1.2.4 Prepare Data

The preparation phase involves finalizing the data and covers all the tasks involved in making the data in a format that you can use to build the model.

Data preparation tasks are likely to be performed multiple times, iteratively, and not in any prescribed order. Tasks can include column (attributes) selection as well as selection of rows in a table. You may create views to join data or materialize data as required, especially if data is collected from various sources. To cleanse the data, look for invalid values, foreign key values that don't exist in other tables, and missing and outlier values. To refine the data, you can apply transformations such as aggregations, normalization, generalization, and attribute constructions needed to address the machine learning problem. For example, you can transform a DATE_OF_BIRTH column to AGE; you can insert the median income in cases where the INCOME column is null; you can filter out rows representing outliers in the data or filter columns that have too many missing or identical values.

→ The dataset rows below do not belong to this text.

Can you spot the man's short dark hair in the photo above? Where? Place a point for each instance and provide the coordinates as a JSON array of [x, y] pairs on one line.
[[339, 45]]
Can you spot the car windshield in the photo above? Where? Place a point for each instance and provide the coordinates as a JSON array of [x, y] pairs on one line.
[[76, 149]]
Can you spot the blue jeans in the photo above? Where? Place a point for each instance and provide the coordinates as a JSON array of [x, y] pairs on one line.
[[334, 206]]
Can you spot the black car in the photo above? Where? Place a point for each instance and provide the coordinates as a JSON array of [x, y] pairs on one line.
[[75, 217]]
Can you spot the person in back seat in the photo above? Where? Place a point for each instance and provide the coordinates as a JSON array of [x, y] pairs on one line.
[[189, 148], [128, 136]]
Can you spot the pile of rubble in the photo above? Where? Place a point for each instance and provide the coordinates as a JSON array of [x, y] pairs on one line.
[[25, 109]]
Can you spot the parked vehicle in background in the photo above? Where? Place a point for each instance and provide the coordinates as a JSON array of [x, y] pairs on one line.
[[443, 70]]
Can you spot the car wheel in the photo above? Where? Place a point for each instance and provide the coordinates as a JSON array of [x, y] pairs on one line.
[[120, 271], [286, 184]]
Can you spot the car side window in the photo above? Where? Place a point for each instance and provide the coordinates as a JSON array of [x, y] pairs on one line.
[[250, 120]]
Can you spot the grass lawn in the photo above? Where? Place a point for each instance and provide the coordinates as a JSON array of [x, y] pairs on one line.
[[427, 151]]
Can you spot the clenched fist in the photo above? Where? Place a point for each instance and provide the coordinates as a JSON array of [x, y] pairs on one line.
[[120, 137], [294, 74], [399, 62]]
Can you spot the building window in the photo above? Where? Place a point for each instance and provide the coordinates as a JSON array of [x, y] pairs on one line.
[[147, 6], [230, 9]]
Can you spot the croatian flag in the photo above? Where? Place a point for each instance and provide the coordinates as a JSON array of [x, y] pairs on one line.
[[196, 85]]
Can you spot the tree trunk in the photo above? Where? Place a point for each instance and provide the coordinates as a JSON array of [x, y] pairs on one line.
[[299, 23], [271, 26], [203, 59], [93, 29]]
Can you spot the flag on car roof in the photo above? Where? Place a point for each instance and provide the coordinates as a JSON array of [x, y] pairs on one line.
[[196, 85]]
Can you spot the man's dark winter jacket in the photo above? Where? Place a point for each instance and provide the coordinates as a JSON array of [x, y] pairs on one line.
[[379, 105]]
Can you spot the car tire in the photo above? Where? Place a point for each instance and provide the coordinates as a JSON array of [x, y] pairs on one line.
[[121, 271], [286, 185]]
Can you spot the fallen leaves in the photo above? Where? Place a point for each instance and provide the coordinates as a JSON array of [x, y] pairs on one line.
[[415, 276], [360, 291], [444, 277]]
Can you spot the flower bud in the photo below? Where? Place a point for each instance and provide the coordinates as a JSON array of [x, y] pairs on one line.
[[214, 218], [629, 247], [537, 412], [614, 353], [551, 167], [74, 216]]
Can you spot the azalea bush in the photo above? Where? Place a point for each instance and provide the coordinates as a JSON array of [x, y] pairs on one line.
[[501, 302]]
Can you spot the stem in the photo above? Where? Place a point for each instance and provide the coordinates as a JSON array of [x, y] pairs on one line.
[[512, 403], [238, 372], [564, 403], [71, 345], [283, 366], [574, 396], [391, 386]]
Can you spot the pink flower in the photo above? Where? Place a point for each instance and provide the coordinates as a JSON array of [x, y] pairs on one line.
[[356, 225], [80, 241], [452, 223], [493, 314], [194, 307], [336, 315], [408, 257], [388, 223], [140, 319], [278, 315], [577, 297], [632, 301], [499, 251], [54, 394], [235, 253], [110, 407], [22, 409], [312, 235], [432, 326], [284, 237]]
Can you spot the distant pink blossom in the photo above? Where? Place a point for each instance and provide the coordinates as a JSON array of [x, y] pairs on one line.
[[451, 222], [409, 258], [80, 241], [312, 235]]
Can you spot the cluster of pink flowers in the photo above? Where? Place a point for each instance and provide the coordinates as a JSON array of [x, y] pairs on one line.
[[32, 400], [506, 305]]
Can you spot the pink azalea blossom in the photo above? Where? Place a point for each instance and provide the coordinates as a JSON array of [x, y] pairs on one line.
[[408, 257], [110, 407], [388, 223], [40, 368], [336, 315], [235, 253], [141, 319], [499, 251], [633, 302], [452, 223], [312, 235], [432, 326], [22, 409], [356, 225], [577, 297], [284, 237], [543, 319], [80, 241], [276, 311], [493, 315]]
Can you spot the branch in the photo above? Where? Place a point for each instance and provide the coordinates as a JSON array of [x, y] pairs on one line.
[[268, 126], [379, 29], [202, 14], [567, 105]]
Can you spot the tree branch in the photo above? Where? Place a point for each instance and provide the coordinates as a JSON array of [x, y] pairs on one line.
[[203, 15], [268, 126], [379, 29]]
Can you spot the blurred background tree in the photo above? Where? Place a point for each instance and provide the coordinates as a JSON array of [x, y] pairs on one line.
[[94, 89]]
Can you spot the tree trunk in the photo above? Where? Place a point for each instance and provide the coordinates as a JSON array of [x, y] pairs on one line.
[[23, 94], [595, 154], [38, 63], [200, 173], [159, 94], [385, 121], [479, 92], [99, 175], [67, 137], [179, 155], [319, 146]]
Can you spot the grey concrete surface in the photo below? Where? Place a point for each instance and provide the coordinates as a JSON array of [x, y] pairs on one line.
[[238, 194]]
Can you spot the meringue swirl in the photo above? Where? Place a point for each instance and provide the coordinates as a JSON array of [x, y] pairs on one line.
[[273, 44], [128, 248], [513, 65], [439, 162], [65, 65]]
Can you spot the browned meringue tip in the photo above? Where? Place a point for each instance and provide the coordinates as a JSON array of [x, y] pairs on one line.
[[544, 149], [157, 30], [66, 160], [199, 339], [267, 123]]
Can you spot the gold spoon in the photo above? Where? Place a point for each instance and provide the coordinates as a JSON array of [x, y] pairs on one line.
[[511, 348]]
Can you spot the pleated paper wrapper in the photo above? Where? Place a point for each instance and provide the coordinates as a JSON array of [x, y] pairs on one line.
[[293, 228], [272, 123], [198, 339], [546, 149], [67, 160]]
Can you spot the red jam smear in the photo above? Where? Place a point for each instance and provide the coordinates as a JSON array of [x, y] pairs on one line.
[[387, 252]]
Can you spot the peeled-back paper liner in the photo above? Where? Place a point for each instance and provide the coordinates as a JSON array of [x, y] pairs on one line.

Additionally you can add new computed attributes in an effort to tease information closer to the surface of the data. This process is referred as Feature Engineering. For example, rather than using the purchase amount, you can create a new attribute: "Number of Times Purchase Amount Exceeds $500 in a 12 month time period." Customers who frequently make large purchases can also be related to customers who respond or don't respond to an offer.

Thoughtful data preparation and feature engineering that capture domain knowledge can significantly improve the patterns discovered through machine learning. Enabling the data professional to perform data assembly, data preparation, data transformations, and feature engineering inside the Oracle Database is a significant distinction for Oracle.

Note:

Oracle Machine Learning supports Automatic Data Preparation (ADP), which greatly simplifies the process of data preparation.

To summarize, in this phase, you will:
  • Clean, join, and select data
  • Transform data
  • Engineer new features